Case 2: Recovery After a Stumble A KGC candidate, a finance professional, gave a solid presentation on "Building Investment Thesis Under Uncertainty." But partway through, he lost his train of thought for about 10 seconds. It was awkward. He paused, took a breath, and said, "Let me collect my thoughts." Then he continued smoothly. When the interviewer asked about that moment, he was honest: "I got nervous and lost my place. It's a good reminder that I need to be more comfortable with pauses and ambiguity. The substance is there; I just need to manage my delivery anxiety." That humility and self-awareness impressed the interviewer more than if he'd been flawless. He was admitted.
Case 3: Personal Topic, Deep Reflection A KGC student, a management consultant considering a career change, presented "Learning to Delegate: How I Moved from Micromanager to Enabler." She opened with a vulnerable moment: early in her career, she struggled to trust her team; she needed to control everything. She shared a specific project where this cost her the team's confidence and nearly derailed a client relationship. Then she walked through her learning journey: feedback from a mentor, behavioral coaching, shifting her leadership model. She closed with how this relates to her MBA goals: "I want to lead at a bigger scale, which requires even deeper delegation and empowerment. The MBA's organizational behavior content and leadership development will deepen my growth in this area." That combination of vulnerability, reflection, and clear connection to MBA goals resonated. Admitted with a 25% scholarship.
Expert Interview Coaching

Dr. Karan Gupta's Interview Advice
Expert Advice from Dr. Karan Gupta
HEC Paris's presentation-centric format is one of the most distinctive interview experiences in European MBAs. Many candidates fear it because it's less standardized. But that's exactly the point. The school wants to see your thinking clearly, without the buffer of essays and application forms. You're standing up, delivering an argument, and defending it in real-time.

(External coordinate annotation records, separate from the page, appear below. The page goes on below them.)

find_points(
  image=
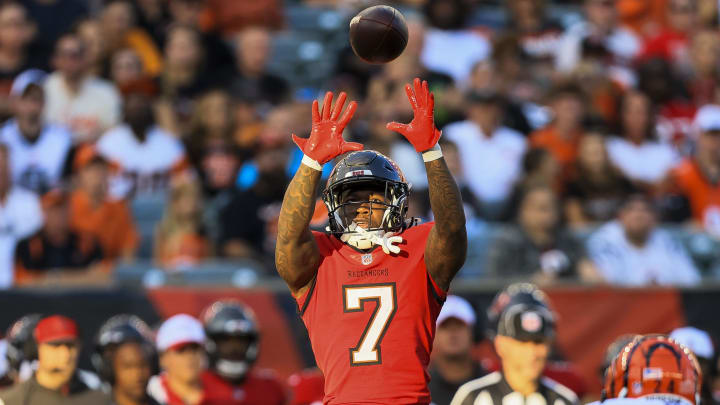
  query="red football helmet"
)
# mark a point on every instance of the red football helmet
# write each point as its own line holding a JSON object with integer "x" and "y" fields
{"x": 654, "y": 366}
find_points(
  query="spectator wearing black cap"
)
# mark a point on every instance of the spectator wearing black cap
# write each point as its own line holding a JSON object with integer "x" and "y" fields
{"x": 490, "y": 154}
{"x": 525, "y": 332}
{"x": 56, "y": 381}
{"x": 124, "y": 357}
{"x": 452, "y": 364}
{"x": 37, "y": 150}
{"x": 633, "y": 251}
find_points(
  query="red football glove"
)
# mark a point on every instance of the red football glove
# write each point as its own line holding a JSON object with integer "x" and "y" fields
{"x": 421, "y": 132}
{"x": 326, "y": 142}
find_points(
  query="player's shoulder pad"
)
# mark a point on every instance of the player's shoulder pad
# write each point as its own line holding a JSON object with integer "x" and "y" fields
{"x": 472, "y": 386}
{"x": 562, "y": 390}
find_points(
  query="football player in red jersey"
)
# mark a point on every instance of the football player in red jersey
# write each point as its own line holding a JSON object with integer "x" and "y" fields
{"x": 370, "y": 313}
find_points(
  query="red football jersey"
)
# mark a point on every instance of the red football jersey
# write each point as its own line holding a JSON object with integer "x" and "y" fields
{"x": 371, "y": 320}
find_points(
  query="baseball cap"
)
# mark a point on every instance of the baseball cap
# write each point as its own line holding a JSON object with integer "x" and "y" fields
{"x": 55, "y": 328}
{"x": 696, "y": 340}
{"x": 457, "y": 307}
{"x": 526, "y": 322}
{"x": 179, "y": 330}
{"x": 707, "y": 118}
{"x": 25, "y": 79}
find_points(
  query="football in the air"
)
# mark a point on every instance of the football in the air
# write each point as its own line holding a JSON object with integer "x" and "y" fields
{"x": 378, "y": 34}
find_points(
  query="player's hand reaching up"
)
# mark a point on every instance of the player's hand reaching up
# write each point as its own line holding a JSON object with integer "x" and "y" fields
{"x": 421, "y": 132}
{"x": 326, "y": 142}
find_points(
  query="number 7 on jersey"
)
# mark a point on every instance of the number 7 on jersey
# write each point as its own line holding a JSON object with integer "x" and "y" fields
{"x": 367, "y": 351}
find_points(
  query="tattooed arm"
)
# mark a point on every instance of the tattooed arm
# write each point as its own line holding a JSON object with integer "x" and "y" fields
{"x": 296, "y": 253}
{"x": 297, "y": 256}
{"x": 447, "y": 244}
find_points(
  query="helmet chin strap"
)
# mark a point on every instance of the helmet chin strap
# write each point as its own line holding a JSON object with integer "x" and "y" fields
{"x": 231, "y": 369}
{"x": 362, "y": 239}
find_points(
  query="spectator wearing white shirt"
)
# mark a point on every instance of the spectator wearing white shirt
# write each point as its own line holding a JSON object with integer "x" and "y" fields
{"x": 601, "y": 29}
{"x": 20, "y": 216}
{"x": 146, "y": 155}
{"x": 37, "y": 150}
{"x": 635, "y": 152}
{"x": 631, "y": 251}
{"x": 86, "y": 104}
{"x": 490, "y": 154}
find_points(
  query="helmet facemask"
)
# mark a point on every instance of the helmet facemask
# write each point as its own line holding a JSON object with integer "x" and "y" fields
{"x": 342, "y": 212}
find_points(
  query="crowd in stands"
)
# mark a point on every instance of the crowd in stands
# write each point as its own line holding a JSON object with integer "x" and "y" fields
{"x": 161, "y": 130}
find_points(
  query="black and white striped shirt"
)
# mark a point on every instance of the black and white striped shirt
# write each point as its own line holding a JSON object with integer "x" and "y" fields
{"x": 493, "y": 389}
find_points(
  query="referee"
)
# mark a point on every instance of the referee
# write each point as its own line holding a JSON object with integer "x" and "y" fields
{"x": 524, "y": 337}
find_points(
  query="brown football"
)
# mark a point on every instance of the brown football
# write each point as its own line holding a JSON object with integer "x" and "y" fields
{"x": 378, "y": 34}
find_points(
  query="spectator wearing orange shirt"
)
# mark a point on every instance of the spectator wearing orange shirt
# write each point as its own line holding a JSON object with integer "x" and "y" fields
{"x": 698, "y": 177}
{"x": 93, "y": 211}
{"x": 562, "y": 136}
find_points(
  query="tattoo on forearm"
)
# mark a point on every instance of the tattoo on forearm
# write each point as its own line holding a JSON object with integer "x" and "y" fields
{"x": 448, "y": 241}
{"x": 295, "y": 248}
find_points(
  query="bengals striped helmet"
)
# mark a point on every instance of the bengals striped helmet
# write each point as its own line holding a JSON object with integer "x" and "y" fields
{"x": 654, "y": 366}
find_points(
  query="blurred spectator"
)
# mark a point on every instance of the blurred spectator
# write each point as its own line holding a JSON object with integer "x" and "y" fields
{"x": 537, "y": 247}
{"x": 184, "y": 77}
{"x": 307, "y": 387}
{"x": 53, "y": 18}
{"x": 636, "y": 152}
{"x": 56, "y": 380}
{"x": 90, "y": 32}
{"x": 180, "y": 239}
{"x": 701, "y": 344}
{"x": 84, "y": 103}
{"x": 216, "y": 52}
{"x": 452, "y": 363}
{"x": 125, "y": 67}
{"x": 490, "y": 154}
{"x": 249, "y": 222}
{"x": 147, "y": 156}
{"x": 153, "y": 17}
{"x": 119, "y": 31}
{"x": 672, "y": 43}
{"x": 95, "y": 212}
{"x": 539, "y": 34}
{"x": 562, "y": 136}
{"x": 525, "y": 334}
{"x": 21, "y": 347}
{"x": 16, "y": 32}
{"x": 124, "y": 357}
{"x": 56, "y": 249}
{"x": 179, "y": 342}
{"x": 218, "y": 170}
{"x": 675, "y": 108}
{"x": 252, "y": 81}
{"x": 632, "y": 251}
{"x": 183, "y": 380}
{"x": 600, "y": 30}
{"x": 696, "y": 178}
{"x": 228, "y": 17}
{"x": 596, "y": 188}
{"x": 704, "y": 75}
{"x": 37, "y": 150}
{"x": 20, "y": 216}
{"x": 448, "y": 34}
{"x": 233, "y": 347}
{"x": 212, "y": 121}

The biggest insight I've gained from coaching dozens of HEC admits: the topic choice matters less than the execution and reflection. I've seen students admitted with presentations on wildly different topics—from supply chain sustainability to learning management styles to navigating family dynamics while building a career. What they shared: passion, clarity, and genuine learning. The interviewer felt that person's investment in the idea.
One pattern I've noticed: candidates who choose "safe" topics (business strategies, professional achievements) often struggle. The presentation becomes generic, and the interviewer zones out. Candidates who choose topics that reveal them—vulnerabilities, values, growth edges—create energy. The interviewer leans in. That's the difference between a strong interview and an exceptional one.
My final advice: Don't overthink the presentation design. The polish matters less than authenticity. If you're genuinely curious about something, that comes through. If you're performing for the interviewer, that comes through too. Be yourself. That's what HEC is evaluating.